The proband in the HSP family (an 8-year-old boy) (Fig. 1A, III-8) presented to our clinic with gait disturbance. He first noticed an unstable gait at an age of 5 years, since when his gait disturbance had progressed slowly. When we examined him at the age of 8 years, he was still able to ambulate independently. A neurological examination demonstrated muscle weakness and brisk reflexes of the lower extremities. His ankle joints were affected by contracture. However, the motor function of the upper extremities was normal, and he did not exhibit cognitive decline, sensory deficits, or bladder dysfunction. Magnetic resonance images of the brain and spinal cord were normal, as were the findings of electrophysiological studies.

Fig. 1

Pedigree and sequencing chromatograms in a family with autosomal-dominant hereditary spastic paraplegia. A: Pedigree of the family with a heterozygous pathogenic variant in REEP1. Arrow indicates the proband, whose DNA was used for exome sequencing. Genotypes of REEP1 (c.337C>T) are indicated under each subject (square: male, circle: female, filled: affected, and nonfilled: unaffected). B: Sequencing chromatograms of the c.337C>T (p.Arg113*) pathogenic variant in REEP1. The pathogenic variant in REEP1 detected by whole-exome sequencing was confirmed by capillary sequencing. This heterozygous pathogenic variant completely cosegregated with the affected individuals in this family. Arrows indicate sites of the pathogenic variant.
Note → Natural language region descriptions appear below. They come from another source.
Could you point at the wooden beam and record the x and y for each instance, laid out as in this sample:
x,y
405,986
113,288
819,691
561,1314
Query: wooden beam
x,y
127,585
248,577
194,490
His family history showed that HSP was inherited in an autosomal-dominant manner (Fig. 1A). His mother (a 45-year-old woman, II-10) and oldest aunt (a 52-year-old woman, II-4) also showed spastic paraplegia and ankle contracture. The findings of electrophysiological studies were normal for both of these relatives. His younger brother (a 5-year-old boy, III-10) did not complain of gait disturbance, but showed mild spasticity and hyperreflexia of the lower extremities. However, his younger sister (a 5-year-old girl, III-11) did not show any abnormal neurological deficits.
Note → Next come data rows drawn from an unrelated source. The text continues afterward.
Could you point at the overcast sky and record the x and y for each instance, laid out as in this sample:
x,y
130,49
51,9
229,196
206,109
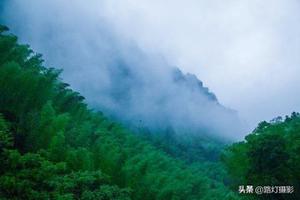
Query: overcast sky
x,y
245,51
To identify pathogenic variants, whole-exome sequencing was performed on the proband (III-8) (Supplementary Material in the online-only Data Supplement). Our screening of HSP-related genes revealed a heterozygous pathogenic variant (c.337C>T) (p.Arg113*) in REEP1 (nomenclature refers to NM_022912) (Supplementary Table 1 in the online-only Data Supplement). This variant was previously reported as the pathogenic variant in complicated HSP (Supplementary Table 2 in the online-only Data Supplement).3 DNA sequencing by capillary electrophoresis of samples from extended family members identified the REEP1 variant in four affected family members and one asymptomatic family member (Fig. 1).
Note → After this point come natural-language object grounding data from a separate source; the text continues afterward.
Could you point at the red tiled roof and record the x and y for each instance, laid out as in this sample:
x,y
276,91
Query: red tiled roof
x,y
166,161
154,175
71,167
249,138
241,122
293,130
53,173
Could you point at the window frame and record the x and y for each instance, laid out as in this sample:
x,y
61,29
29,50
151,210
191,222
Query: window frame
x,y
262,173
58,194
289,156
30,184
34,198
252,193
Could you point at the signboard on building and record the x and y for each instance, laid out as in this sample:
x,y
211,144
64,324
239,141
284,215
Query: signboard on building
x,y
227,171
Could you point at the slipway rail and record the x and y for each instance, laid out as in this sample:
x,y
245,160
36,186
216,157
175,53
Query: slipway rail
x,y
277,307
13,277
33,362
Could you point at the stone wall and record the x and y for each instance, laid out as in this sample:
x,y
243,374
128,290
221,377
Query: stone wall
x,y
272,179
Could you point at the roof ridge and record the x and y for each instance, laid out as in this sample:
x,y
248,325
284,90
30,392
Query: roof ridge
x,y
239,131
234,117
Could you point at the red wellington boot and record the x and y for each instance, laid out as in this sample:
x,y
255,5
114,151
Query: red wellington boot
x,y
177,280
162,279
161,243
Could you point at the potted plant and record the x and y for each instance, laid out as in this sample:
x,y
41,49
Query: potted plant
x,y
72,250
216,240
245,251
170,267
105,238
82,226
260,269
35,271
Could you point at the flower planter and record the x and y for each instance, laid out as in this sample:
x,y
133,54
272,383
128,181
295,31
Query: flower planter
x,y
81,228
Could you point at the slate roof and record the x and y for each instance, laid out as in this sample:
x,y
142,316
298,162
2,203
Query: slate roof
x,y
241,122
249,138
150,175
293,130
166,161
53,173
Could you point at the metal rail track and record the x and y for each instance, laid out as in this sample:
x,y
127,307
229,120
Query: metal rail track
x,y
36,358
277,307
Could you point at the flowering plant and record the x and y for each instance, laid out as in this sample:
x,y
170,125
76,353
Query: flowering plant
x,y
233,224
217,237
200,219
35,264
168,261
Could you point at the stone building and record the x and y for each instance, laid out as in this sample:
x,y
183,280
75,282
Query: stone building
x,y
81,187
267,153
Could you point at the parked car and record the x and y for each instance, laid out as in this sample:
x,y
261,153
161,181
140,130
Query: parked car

REEP1 is the third most common cause of autosomal-dominant HSP, but it is also a causative gene of distal hereditary motor neuropathy.4 The REEP1 protein is located in mitochondria and the endoplasmic reticulum, and it enhances the transport of G-protein-coupled receptors to the cell surface membrane. It is therefore presumed that REEP1-related diseases are caused by the loss of transport of G-protein-coupled receptors to the cell surface membrane (loss-of-function variants) or accumulation of mutant REEP1 protein (toxic gain-of-function variants). It was postulated that loss-of-function and toxic gain-of-function variants could cause HSP and lower motor neuron disease, respectively.4 The c.337C>T pathogenic variant partially escapes nonsense-mediated mRNA decay and is presumed to result in toxic gain of function. In fact, the previous reported patients with the c.337C>T variant presented with both spastic paraplegia and lower motor neuron signs including pes cavus and motor neuropathy (Supplementary Table 1 in the online-only Data Supplement).3 Additionally, these patients were confined to a wheelchair in their early 30s. However, the present patients did not show any electrophysiological evidence of peripheral neuropathy. In addition, the clinical disease progression was relatively slow, and two adults (II-4 and II-10) could still ambulate independently at ages of 52 and 45 years, respectively.

In conclusion, this is the first report of the pathogenic variant of REEP1 in a Korean family with autosomal-dominant HSP using whole-exome sequencing.